2025年03月13日 08時11分48秒 | 岡田克也、旅の途中
 岡田克也さんが、あす2025年3月14日(金)の衆議院経済産業委員会の、武藤容治大臣の所信的あいさつに対する質疑で、まさかの野党トップバッターで登場することがわかりました。

 岡田さんが経済産業委員になるのは、連続当選。35年目で初めて。立憲民主党の大勝で、同党には現在12名の経産委員がいますが、意外にもトップバッターとして登場するはこびとなりました。

 第2次トランプ政権スタートにあたり、新・商務長官、通商代表との会談から帰国したばかりの武藤大臣に対して「2019年9月25日の日米首脳会談」と関税、自動車の追加関税と数量規制、既に発表された鉄鋼・アルミ関税について質問。

 閣議決定されたものの、とくに法案にはならない、新しい「エネルギー基本計画」について、AIの電力などで使用量が増える前提となったことについて中立的に質問。通産省時代は「エネ庁石油部」だったことと原発依存度が低い中部電力労組の管内であることからあまり積極派でなかったものの、郵政解散の敗北で、「51歳の元代表」になってしまったものの、2008年に後輩の福山哲郎参議院議員に誘われるかたちで「民主党地球温暖化本部長」をあしがかりに復権したことをきっかけに原発推進派に転向したことから、多角的な見地から質問すること考えられます。質問通告には「高みに向けた挑戦について」という若手議員からは見られない項目も加えました。

 岡田さんは城山三郎さんの「官僚たちの夏」が出版された翌年4月に入省。その一方で、父の岡田卓也さんが元通産省官房長を同年末に「ジャスコ」の取締役に迎えており、裏取引説がアンチにあります。卓也さんの義母が関係全国団体副会長をつとめた厚生省とあわせて通商産業省と2つの内定をとっていますが、東京大学法学部は自分の実力で入ったので、さほど不公平感は持つ世論はありません。
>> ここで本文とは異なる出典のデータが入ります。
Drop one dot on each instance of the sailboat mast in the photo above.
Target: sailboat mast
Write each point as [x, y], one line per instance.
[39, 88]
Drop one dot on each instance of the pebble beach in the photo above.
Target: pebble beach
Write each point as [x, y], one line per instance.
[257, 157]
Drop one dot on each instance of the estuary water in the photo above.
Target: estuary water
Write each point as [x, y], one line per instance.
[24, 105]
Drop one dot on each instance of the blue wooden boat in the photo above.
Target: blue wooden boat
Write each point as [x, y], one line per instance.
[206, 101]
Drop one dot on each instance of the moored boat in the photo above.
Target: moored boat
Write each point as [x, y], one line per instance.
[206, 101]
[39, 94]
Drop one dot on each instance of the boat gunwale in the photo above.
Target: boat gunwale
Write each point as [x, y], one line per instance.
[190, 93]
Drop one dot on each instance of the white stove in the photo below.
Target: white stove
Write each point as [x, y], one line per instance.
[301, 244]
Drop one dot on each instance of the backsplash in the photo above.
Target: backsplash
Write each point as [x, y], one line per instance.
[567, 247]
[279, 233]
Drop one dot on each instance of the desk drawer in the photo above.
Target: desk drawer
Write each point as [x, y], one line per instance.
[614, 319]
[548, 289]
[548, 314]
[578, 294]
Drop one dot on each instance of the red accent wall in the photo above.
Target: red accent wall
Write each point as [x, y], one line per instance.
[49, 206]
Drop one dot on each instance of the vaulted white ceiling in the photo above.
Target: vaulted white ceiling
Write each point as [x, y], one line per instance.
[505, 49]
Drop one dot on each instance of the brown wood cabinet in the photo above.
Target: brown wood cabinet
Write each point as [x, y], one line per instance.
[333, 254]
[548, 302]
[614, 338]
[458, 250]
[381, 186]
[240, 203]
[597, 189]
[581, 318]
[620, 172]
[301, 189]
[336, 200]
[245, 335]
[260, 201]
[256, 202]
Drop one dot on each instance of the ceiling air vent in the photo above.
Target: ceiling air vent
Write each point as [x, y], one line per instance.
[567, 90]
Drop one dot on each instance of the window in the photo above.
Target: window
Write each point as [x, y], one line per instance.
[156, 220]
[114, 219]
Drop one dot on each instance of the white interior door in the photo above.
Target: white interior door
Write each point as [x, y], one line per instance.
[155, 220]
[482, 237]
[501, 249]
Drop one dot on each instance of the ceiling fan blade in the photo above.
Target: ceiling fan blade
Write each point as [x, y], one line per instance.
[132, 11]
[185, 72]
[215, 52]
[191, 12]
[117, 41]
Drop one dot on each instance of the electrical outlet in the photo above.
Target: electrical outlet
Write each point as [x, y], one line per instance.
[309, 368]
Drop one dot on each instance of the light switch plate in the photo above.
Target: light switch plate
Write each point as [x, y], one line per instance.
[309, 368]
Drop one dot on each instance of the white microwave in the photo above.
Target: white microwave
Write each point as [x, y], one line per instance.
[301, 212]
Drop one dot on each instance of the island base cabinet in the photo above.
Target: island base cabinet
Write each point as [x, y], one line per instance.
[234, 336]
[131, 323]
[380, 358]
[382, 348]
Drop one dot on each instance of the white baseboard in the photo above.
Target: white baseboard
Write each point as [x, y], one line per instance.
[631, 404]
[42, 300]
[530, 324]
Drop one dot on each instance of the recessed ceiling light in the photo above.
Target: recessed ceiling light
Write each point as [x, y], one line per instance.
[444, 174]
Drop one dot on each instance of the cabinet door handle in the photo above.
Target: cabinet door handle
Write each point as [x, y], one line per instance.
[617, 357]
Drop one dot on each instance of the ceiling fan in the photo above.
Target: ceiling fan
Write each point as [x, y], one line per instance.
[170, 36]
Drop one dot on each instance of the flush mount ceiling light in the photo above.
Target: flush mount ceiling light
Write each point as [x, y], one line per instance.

そもそも本人の意思とは何ら関係ありません。自民党の田村重信元職員が、大店立地法(監督官庁は都道府県)で便宜を図った2つの著書に書いたことを、東京地裁・高裁が「デマだ」と認定して、高裁では田村さんに賠償金の支払いも命じています。このような経緯から、岡田さんは初当選後に、厚生委員会を希望しますが、これも本人の意思と全く関係なく入会した竹下派「経世会」の先輩・粟屋敏信筆頭理事から、「岡田君、新人の中で君が一番最初に質問できるように手配してあげたよ」とささやかれたことが、逆に、小沢一郎さん・羽田孜さんの庇護下とはいえ、1期目で自民党を離党する大胆な行動につながりました。

 通産省同期のうち、岡田秀一さんが一番出世しましたが、一年後輩の安達健祐事務次官の下で経済産業審議官をつとめる異例の人事となりつつも、事務次官はゼロでした。細野哲弘資源エネルギー庁長官と寺坂信昭原子力安全・保安院長の2人は東日本大震災東京電力福島第一原子力発電所事故の責任をとって、更迭・退職しました。

 岡田さんは昨日の同党常任幹事会で、3月20日(祝日)から23日まで、北京・南京・上海を訪れて「中国共産党との党間交流覚書」(昨年8月)にもとづく第1回(昨年8月を入れれば第2回)訪中団長として党費で訪問することが決定するなど、きょねん9月の幹事長退任後の半年も独自の存在感を発揮しています。